China alarmed by Clinton’s ‘interference’ on Tibet issue

2011-11-11 08:52

Beijing – Beijing today accused Hillary Clinton of interfering in its affairs after the US secretary of state expressed concern over China’s human rights record.

Clinton voiced alarm yesterday over Beijing’s treatment of ethnic Tibetans and of blind lawyer turned human rights activist Chen Guangcheng, who is being held under house arrest.

“We oppose foreign interference into China’s internal affairs and judicial sovereignty,” foreign ministry spokesperson Hong Lei told journalists at a briefing today where he was asked to respond to Clinton’s remarks.

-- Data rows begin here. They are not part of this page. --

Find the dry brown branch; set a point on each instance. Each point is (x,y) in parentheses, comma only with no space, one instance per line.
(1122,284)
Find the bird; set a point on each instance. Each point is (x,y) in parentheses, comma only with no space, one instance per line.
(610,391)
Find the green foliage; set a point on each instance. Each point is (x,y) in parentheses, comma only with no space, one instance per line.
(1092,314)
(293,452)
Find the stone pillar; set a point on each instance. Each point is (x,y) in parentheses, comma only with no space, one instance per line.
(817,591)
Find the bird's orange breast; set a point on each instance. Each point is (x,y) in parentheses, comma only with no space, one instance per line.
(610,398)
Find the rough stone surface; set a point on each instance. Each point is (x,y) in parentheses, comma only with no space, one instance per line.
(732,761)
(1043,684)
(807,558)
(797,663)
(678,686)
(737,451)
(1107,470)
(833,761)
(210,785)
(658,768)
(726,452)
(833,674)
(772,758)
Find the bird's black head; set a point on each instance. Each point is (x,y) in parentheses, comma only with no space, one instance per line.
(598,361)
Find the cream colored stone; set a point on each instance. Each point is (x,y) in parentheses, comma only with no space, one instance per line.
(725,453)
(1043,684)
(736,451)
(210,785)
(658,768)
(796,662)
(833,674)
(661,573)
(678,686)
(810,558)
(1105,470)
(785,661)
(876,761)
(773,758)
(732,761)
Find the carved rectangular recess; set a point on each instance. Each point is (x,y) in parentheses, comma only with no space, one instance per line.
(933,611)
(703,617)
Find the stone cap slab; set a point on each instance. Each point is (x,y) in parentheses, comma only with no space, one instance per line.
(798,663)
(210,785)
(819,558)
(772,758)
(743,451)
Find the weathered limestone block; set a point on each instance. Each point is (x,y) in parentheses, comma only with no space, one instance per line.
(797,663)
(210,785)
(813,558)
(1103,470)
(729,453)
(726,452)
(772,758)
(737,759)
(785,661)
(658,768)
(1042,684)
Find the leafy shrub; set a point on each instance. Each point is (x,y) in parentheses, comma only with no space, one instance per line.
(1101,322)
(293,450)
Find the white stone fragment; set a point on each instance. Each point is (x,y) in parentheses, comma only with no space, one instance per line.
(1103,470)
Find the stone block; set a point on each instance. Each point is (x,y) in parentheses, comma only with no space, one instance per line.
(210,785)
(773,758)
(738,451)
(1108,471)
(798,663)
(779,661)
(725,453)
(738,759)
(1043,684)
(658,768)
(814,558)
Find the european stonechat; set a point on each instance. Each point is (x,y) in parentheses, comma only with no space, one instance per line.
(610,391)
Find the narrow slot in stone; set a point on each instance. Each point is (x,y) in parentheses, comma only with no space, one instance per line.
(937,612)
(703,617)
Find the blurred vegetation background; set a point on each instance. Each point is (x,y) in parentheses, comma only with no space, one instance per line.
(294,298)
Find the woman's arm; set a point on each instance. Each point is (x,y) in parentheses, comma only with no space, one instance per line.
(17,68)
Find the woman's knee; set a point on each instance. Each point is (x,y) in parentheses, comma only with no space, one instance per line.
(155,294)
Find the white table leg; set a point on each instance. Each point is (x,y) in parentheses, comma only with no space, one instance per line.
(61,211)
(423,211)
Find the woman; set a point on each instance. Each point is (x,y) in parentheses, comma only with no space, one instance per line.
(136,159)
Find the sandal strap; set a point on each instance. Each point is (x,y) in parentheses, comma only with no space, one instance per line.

“The Chinese government protects the legitimate rights and interests of the Chinese citizens.”

Chen, a self-trained lawyer who has been blind since childhood, spent four years in prison after documenting late-term abortions and forced sterilisations under Beijing’s one-child policy.

He was released last year, but rights campaigners say he and his wife were severely beaten earlier this year in apparent retaliation for the release of a video smuggled out of their home in which Chen railed about his house arrest.

Clinton, in Honolulu for an Asia-Pacific summit, said the United States welcomed a “thriving China” but wanted to ensure that the fast-growing region developed standards on openness and basic freedoms.

“When we see reports of lawyers, artists and others who are detained or ’disappeared,’ the US speaks up both publicly and privately,” Clinton said.

She said the US was “alarmed” by reports of monks and nuns in ethnically Tibetan parts of China setting themselves alight to protest against what they say is religious repression.